The decision by the district judge didn’t set an official precedent but could still have been used by some as “proof” that cyclists must use cycle lanes, not roads, a prospect that has long been challenged by theCTC and other cycle campaign groups. As widely expected, the Telford decision was overturned (in February 2007).
According to this advice issued by the Department of Transport, cyclists likely to be riding 18mph or faster should use roads not cycle-paths.
# And now the big one – the right to the roads:
The majority of adult cyclists own cars. Hence they pay Vehicle Excise Duty, known, inaccurately, as ‘road tax’. Winston Churchill started to abolish this tax in 1926.
He didn’t want motorists to think a token payment gave them “ownership” of the road. It was an ex-tax by 1937.
‘Road tax’ doesn’t pay for the roads anyway, general and local taxation does that so even those cyclists without cars still pay for roads.
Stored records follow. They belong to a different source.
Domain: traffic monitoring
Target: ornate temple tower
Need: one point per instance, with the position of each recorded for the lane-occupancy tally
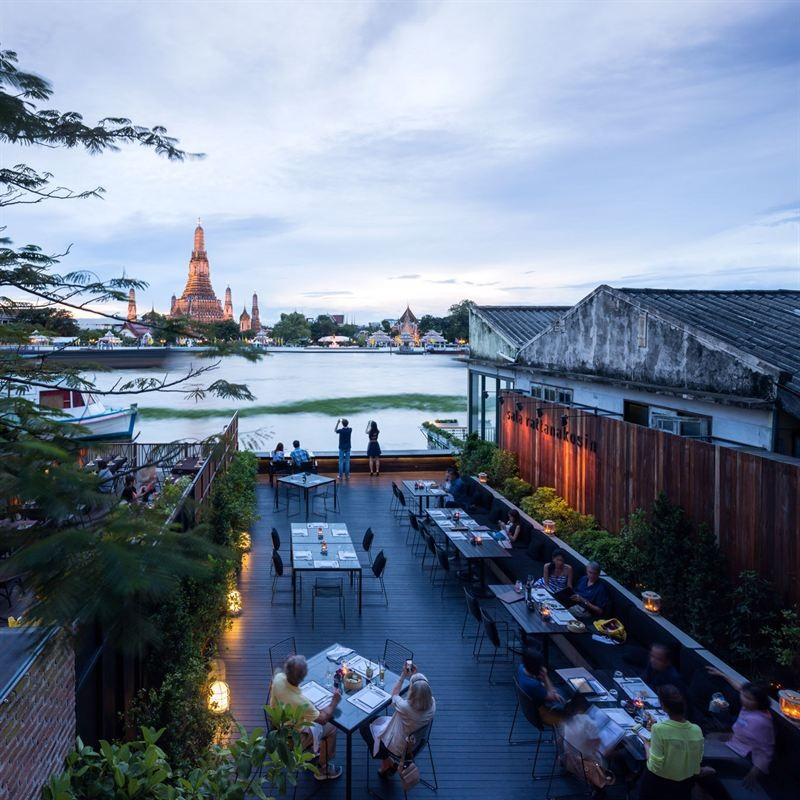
(198, 300)
(244, 321)
(132, 306)
(228, 309)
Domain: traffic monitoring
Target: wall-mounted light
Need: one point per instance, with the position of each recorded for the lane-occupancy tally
(651, 602)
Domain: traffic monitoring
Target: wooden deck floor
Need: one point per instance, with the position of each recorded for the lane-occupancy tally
(473, 758)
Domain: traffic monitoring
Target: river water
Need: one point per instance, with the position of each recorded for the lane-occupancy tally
(299, 394)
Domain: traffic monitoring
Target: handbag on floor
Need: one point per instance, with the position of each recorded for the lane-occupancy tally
(407, 771)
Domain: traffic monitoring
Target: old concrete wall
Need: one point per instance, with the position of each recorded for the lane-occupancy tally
(484, 342)
(600, 337)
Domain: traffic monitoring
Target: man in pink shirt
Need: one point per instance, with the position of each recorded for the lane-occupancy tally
(753, 737)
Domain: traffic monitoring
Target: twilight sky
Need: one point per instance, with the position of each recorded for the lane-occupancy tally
(361, 155)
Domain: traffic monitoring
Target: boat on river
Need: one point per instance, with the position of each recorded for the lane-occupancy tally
(85, 409)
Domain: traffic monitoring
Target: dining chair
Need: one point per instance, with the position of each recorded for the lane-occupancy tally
(473, 610)
(366, 543)
(505, 643)
(545, 732)
(377, 568)
(395, 655)
(421, 739)
(279, 573)
(413, 527)
(276, 545)
(328, 587)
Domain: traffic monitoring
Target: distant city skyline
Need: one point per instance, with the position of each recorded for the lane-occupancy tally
(365, 155)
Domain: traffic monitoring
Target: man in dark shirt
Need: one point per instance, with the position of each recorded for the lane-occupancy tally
(591, 593)
(299, 455)
(660, 671)
(456, 489)
(345, 433)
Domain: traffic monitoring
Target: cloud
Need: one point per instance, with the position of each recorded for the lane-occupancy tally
(396, 141)
(326, 294)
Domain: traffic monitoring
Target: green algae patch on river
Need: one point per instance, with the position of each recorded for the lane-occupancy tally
(329, 406)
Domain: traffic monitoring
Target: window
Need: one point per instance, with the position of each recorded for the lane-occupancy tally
(642, 332)
(552, 394)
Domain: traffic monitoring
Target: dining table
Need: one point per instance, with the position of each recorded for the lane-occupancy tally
(424, 490)
(340, 554)
(531, 622)
(357, 707)
(471, 540)
(306, 483)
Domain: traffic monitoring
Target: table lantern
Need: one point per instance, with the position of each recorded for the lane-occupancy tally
(651, 602)
(234, 602)
(219, 693)
(790, 703)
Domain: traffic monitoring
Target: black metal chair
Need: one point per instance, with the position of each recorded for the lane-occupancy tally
(366, 543)
(328, 587)
(473, 609)
(491, 629)
(395, 655)
(276, 545)
(531, 713)
(413, 526)
(378, 566)
(421, 739)
(279, 572)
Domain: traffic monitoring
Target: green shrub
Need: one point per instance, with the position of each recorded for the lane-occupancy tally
(475, 456)
(502, 466)
(514, 489)
(249, 766)
(544, 503)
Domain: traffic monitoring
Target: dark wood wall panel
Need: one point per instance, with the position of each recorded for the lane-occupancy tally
(610, 468)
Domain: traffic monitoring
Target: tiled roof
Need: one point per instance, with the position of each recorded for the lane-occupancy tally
(519, 324)
(764, 324)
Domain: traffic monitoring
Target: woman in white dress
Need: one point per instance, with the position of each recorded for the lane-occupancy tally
(386, 736)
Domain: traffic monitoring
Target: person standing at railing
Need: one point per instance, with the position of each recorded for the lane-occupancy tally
(373, 448)
(345, 436)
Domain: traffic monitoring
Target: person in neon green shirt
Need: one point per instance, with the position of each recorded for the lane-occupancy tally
(674, 752)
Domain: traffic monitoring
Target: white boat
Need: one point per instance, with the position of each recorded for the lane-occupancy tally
(83, 408)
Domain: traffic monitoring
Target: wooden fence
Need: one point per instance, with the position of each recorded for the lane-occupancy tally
(610, 468)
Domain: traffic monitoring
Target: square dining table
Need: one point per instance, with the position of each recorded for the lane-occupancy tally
(355, 708)
(531, 622)
(307, 555)
(424, 490)
(462, 535)
(306, 482)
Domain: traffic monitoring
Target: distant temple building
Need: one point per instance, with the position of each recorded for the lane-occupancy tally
(198, 300)
(228, 311)
(131, 306)
(244, 321)
(408, 324)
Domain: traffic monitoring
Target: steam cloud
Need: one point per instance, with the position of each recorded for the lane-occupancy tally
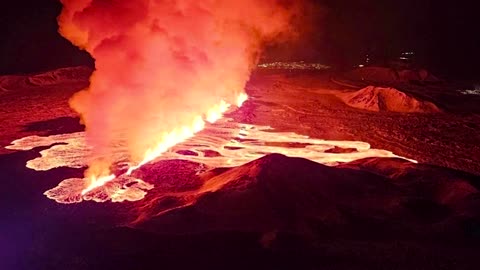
(161, 63)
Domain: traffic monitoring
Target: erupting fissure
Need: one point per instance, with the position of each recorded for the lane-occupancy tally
(167, 141)
(163, 69)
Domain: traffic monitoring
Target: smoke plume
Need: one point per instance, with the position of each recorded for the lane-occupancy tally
(162, 63)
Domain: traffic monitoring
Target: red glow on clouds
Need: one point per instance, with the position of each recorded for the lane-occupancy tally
(162, 64)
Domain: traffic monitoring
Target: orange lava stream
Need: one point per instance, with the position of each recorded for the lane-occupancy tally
(168, 140)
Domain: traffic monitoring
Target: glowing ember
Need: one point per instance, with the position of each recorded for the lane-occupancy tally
(234, 143)
(179, 68)
(167, 141)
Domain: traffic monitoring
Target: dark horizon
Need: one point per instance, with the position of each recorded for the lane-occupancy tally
(442, 35)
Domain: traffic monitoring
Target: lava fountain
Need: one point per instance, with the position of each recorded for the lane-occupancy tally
(163, 68)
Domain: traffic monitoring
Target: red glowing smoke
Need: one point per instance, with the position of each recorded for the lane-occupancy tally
(161, 63)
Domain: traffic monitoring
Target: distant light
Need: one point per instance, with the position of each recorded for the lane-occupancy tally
(470, 92)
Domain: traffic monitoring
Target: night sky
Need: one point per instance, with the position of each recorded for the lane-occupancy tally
(444, 35)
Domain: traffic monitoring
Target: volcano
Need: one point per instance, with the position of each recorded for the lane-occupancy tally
(378, 99)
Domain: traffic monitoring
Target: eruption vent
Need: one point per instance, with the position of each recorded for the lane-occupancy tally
(163, 68)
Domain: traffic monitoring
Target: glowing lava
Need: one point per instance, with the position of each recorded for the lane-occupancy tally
(233, 144)
(166, 141)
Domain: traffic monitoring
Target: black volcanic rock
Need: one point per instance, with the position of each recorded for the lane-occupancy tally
(368, 198)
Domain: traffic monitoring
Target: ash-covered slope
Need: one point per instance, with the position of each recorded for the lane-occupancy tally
(278, 193)
(379, 99)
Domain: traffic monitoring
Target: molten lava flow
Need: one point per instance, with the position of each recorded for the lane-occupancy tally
(162, 67)
(167, 141)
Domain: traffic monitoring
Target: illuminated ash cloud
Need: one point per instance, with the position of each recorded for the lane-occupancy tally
(160, 64)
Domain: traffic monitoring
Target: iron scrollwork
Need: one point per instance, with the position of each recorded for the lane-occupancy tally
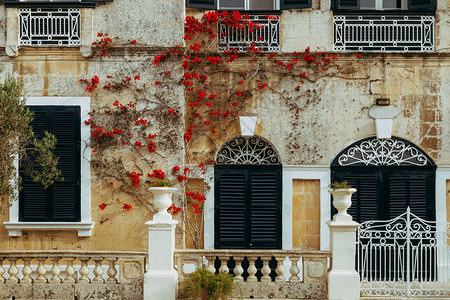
(247, 150)
(383, 152)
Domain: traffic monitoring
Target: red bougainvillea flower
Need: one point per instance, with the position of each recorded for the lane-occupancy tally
(157, 174)
(175, 170)
(135, 178)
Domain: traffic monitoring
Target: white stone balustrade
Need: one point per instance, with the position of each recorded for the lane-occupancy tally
(70, 267)
(263, 273)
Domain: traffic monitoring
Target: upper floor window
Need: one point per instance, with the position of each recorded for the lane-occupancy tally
(250, 5)
(49, 27)
(51, 3)
(384, 6)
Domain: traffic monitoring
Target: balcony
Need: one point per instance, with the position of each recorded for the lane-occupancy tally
(390, 33)
(265, 37)
(49, 27)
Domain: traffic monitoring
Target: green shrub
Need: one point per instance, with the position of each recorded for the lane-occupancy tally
(217, 286)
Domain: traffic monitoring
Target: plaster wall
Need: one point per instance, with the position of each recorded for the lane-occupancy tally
(57, 71)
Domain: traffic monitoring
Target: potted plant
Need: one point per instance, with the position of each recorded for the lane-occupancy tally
(204, 285)
(342, 196)
(162, 190)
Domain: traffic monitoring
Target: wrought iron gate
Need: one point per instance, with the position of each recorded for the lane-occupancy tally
(404, 256)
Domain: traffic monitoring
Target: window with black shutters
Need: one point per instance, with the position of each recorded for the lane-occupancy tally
(384, 6)
(61, 201)
(389, 176)
(247, 206)
(265, 5)
(52, 3)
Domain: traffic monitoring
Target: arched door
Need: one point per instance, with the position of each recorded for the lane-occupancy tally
(247, 184)
(390, 175)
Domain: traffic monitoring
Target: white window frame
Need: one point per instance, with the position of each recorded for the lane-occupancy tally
(85, 226)
(247, 4)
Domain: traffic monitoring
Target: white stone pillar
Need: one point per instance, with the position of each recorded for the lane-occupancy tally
(343, 280)
(161, 280)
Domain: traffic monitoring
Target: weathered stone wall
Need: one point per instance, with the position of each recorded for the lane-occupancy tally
(56, 72)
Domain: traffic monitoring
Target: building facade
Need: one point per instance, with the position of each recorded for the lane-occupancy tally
(268, 188)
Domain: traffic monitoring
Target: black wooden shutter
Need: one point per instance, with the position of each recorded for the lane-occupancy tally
(66, 199)
(344, 5)
(230, 209)
(205, 4)
(415, 191)
(265, 210)
(428, 5)
(60, 201)
(289, 4)
(247, 207)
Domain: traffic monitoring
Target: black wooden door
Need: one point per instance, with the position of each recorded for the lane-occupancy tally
(248, 206)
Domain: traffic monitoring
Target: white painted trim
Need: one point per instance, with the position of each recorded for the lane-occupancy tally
(442, 175)
(208, 229)
(15, 228)
(85, 226)
(321, 173)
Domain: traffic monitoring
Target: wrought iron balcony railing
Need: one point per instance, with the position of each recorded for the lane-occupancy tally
(265, 37)
(49, 27)
(388, 33)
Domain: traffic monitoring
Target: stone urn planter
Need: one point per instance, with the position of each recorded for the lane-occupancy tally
(162, 198)
(342, 200)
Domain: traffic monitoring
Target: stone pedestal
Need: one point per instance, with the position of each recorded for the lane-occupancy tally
(161, 280)
(343, 280)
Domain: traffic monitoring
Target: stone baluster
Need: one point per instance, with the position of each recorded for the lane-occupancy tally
(112, 272)
(55, 271)
(26, 271)
(41, 270)
(280, 269)
(2, 271)
(13, 271)
(238, 270)
(265, 269)
(294, 270)
(223, 264)
(84, 271)
(98, 270)
(211, 267)
(70, 271)
(252, 269)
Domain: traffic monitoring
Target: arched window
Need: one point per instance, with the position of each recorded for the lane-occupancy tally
(390, 175)
(247, 195)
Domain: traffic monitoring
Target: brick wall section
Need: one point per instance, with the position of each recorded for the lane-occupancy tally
(306, 214)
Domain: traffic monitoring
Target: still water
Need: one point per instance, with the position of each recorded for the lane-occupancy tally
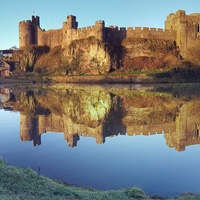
(105, 137)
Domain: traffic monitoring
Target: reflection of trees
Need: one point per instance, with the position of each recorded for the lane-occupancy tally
(100, 114)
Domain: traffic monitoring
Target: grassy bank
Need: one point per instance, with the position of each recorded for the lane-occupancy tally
(19, 183)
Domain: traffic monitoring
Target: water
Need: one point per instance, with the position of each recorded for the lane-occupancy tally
(106, 138)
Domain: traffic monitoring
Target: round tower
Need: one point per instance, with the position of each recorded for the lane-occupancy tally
(25, 33)
(100, 30)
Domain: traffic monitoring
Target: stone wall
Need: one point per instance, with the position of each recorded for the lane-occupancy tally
(179, 27)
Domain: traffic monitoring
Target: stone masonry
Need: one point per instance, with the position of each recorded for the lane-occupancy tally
(183, 29)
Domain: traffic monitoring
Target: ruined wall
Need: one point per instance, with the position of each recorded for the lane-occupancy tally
(139, 32)
(179, 27)
(70, 34)
(187, 28)
(50, 38)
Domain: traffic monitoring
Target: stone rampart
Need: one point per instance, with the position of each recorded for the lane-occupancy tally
(50, 38)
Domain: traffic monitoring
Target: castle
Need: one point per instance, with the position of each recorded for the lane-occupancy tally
(183, 29)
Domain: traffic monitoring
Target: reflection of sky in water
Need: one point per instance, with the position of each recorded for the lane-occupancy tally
(122, 161)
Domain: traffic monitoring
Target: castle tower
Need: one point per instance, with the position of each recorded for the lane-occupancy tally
(28, 32)
(68, 29)
(100, 30)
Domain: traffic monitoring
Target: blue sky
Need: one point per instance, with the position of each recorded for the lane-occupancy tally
(122, 13)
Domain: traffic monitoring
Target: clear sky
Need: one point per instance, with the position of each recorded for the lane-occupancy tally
(121, 13)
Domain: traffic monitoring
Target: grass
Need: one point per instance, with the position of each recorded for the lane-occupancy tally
(18, 183)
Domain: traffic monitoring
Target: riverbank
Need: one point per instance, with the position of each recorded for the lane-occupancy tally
(19, 183)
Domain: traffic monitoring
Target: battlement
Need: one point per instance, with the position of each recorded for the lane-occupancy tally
(179, 27)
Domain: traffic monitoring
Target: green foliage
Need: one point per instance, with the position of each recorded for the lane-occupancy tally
(136, 193)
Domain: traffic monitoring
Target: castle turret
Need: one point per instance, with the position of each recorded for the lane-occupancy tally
(28, 32)
(68, 27)
(25, 36)
(100, 30)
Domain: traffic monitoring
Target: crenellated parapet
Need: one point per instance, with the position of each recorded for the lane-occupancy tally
(183, 29)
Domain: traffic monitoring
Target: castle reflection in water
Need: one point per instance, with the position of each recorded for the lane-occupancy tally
(101, 113)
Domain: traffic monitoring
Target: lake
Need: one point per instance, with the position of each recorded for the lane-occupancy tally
(105, 136)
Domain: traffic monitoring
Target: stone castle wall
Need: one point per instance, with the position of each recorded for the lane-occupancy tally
(179, 27)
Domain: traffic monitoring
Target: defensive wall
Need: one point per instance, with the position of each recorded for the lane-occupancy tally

The Road Fund (1910-37) only ever paid for the maintenance of a few ‘national’ roads, never local ones.
Paying car tax gives no “right to the road” for motorists (or car-owning cyclists). There’s much more on this subject on iPayRoadTax.com, a campaign to put the record straight on ‘road tax’.
Having said that the motorists don’t own the bloody road, it’s a foolish lycrabound idiot who wishes to try this out. My approach to this is the same as my little boat against an oceangoing vessel of 1000 tons. I might have the right under certain circumstances but I’d be an idiot to try it.